The first comes from Europe and we have written about it previously. As European nations battled the economic fallout of the crisis they finally agreed to issue European-wide debt. This marked a massive step towards burden sharing across the European continent. In essence a step towards a United States of Europe.
In time that move may prove definitive and shape the way power, wealth and responsibility is distributed around the world for decades to come.
The second came in the form of a technocratic speech last week virtually delivered by the chairman of the Federal Reserve Jerome Powell. The Federal Reserve is not just America’s central bank. In the midst of the violent financial moves seen as the virus bit, it was the institution which effectively back-stopped the whole global financial market.
Last week Powell announced a series of changes to the way the bank will think about interest rates for years to come. It has concluded that the ‘equilibrium’ interest rate (in essence the average rate that we all move around throughout the economic cycle) is around half what it thought it was – 2% rather than 4%.
It has also concluded that if there is inflation the bank should look through it and not tighten rates just because it has gone above its target.
Finally, it has said that it will no longer take full employment in the United States as a signal to tighten interest rates. Or in other words, interest rates are staying very low for a very long time and are unlikely to rise even if some inflation is produced.

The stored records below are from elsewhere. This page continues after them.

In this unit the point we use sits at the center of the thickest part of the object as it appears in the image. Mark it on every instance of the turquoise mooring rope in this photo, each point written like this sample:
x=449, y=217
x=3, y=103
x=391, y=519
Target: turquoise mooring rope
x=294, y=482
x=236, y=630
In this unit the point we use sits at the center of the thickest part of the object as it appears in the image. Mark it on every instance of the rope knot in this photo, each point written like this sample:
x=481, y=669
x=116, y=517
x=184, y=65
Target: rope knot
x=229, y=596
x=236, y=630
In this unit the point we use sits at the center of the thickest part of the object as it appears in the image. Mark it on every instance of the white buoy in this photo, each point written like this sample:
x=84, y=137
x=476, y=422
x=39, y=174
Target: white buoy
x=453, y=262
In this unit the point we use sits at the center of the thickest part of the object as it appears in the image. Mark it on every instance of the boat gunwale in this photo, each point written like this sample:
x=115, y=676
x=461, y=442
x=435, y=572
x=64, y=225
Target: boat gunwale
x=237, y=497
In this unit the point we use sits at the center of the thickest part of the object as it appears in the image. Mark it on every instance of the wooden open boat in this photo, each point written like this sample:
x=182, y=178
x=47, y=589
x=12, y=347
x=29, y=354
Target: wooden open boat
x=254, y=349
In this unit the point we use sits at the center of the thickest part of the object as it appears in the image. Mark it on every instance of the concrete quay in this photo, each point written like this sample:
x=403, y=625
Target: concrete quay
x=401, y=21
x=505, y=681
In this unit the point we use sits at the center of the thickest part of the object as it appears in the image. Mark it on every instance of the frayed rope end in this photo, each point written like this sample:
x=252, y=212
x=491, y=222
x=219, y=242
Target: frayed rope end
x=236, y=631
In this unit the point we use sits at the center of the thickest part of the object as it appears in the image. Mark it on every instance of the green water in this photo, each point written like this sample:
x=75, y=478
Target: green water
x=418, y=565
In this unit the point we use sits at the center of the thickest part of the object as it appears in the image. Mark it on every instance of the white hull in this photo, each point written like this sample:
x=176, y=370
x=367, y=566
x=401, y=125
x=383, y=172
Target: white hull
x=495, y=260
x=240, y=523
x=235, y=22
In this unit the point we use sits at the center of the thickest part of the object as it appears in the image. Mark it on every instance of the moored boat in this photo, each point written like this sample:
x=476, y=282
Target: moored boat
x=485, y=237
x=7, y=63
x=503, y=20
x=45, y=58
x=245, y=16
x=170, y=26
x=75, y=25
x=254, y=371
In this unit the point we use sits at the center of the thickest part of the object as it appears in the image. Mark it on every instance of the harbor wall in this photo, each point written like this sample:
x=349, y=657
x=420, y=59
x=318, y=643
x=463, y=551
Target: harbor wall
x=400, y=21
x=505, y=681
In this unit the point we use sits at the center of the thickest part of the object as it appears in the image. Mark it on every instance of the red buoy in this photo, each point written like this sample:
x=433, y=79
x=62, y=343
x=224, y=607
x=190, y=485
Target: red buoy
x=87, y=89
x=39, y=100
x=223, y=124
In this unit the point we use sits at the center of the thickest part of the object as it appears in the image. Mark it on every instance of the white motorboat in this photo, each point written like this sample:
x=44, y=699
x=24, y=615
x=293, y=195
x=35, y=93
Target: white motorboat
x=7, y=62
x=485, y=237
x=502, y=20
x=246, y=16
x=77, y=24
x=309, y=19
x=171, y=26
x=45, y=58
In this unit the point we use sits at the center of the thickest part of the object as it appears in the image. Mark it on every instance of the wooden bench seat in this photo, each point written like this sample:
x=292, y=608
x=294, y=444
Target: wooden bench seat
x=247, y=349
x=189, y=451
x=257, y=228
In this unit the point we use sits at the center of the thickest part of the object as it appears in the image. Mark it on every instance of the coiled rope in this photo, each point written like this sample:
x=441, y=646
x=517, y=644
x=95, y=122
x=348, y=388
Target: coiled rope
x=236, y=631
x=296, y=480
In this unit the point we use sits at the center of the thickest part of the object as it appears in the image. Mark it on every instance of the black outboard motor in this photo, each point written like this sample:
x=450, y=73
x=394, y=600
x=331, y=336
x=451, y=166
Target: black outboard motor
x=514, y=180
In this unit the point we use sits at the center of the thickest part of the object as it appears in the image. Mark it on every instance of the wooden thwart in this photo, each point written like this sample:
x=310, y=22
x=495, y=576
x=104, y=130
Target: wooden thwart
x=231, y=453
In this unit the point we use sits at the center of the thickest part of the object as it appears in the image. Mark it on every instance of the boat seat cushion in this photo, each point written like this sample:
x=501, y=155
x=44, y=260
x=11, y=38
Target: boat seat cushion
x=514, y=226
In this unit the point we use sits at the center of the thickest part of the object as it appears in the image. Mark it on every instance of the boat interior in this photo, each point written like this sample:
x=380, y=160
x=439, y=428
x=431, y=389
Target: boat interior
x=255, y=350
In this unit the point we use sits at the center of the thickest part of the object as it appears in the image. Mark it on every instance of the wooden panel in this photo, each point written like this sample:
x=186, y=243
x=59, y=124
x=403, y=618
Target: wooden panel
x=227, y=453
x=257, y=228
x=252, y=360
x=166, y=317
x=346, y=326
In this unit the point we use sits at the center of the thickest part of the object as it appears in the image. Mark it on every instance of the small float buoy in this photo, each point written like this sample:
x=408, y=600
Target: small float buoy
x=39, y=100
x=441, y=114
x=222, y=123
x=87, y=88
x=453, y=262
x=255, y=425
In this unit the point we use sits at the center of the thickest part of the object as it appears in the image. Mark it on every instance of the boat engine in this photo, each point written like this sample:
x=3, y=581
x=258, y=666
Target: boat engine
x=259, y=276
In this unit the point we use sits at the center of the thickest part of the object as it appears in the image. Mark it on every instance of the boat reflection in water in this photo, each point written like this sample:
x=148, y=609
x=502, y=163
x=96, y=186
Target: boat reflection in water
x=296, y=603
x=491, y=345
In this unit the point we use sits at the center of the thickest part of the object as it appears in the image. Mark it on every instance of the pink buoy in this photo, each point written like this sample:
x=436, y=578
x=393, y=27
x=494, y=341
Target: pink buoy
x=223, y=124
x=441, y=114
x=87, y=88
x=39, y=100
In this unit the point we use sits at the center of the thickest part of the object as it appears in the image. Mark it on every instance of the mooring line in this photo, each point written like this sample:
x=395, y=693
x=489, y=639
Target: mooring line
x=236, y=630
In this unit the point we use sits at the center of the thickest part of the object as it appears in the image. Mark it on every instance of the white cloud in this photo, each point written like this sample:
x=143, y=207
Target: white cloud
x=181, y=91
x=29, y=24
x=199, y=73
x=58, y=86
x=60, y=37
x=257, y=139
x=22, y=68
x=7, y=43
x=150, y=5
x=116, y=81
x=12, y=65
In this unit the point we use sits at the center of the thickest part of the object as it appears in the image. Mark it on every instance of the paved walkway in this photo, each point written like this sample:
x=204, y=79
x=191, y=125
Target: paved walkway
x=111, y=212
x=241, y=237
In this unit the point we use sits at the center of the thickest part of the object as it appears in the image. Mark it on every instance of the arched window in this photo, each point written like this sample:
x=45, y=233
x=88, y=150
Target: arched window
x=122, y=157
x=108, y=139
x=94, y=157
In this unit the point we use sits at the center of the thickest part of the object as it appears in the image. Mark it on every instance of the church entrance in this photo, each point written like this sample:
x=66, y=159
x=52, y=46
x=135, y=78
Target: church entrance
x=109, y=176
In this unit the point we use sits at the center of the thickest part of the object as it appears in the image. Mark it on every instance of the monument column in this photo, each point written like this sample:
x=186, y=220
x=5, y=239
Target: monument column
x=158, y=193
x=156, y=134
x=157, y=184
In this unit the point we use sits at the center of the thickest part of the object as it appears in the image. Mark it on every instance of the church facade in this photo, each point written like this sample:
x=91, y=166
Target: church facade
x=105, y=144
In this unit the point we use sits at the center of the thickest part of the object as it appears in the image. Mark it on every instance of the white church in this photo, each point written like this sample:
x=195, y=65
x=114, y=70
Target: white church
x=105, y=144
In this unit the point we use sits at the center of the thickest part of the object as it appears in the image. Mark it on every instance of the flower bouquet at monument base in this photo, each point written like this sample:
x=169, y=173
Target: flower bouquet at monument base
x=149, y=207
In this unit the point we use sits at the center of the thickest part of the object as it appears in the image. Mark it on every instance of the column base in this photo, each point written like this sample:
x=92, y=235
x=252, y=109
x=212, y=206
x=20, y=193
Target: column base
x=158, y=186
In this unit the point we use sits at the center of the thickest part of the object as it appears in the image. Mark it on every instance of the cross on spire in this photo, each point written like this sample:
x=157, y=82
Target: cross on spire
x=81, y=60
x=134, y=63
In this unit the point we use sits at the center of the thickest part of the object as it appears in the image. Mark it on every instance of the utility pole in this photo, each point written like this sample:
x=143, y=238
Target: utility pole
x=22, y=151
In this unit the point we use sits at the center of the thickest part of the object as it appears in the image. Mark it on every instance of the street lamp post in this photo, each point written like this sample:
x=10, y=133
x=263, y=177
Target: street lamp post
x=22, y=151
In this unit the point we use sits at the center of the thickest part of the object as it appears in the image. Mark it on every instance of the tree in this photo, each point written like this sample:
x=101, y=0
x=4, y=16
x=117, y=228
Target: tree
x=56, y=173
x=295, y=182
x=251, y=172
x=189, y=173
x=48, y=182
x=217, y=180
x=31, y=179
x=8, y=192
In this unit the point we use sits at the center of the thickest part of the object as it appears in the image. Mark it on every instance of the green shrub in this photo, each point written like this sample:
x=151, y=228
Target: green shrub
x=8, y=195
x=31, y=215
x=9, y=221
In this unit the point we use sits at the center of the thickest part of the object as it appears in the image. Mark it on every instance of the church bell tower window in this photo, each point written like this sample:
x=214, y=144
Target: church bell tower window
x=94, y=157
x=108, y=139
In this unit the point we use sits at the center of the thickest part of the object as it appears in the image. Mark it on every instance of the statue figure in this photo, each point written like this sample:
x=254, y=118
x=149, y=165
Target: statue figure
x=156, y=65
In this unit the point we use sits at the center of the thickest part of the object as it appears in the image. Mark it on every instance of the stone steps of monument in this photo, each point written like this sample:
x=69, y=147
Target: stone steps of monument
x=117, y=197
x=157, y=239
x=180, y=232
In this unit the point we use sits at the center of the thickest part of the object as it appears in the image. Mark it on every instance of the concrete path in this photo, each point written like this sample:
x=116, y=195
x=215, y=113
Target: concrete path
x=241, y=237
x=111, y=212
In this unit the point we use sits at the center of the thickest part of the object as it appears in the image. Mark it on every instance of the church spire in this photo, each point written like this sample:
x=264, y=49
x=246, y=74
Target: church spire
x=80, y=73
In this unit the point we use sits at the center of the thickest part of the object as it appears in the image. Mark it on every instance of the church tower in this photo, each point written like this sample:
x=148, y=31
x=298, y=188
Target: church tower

This move plays into the fundamental positioning of your investment portfolio. We have long argued that central banks will keep rates ultra low for years to come in order to limit the damage down by the enormous debt built up by governments. This has reinforced that view.
Your portfolio is positioned to benefit from this trend. Ultimately very low rates should lead growth-focused companies to rise in price and make it hard to make very much money from conventional government bonds.
In the short-term these pieces of news have had the effect of contributing to a weakening dollar against the pound and a strengthening Euro against the pound. This does not help our portfolios, in particular because UK shares tend to fall when the pound is getting stronger. A stronger pound reduces the value of the overseas earnings of UK companies. However, this is likely to prove a short-lived phenomenon.
It may not make the news when there are riots to look at and Donald Trump posturing in front of the White House. Yet these technical changes could well be the most powerful legacy of this crisis.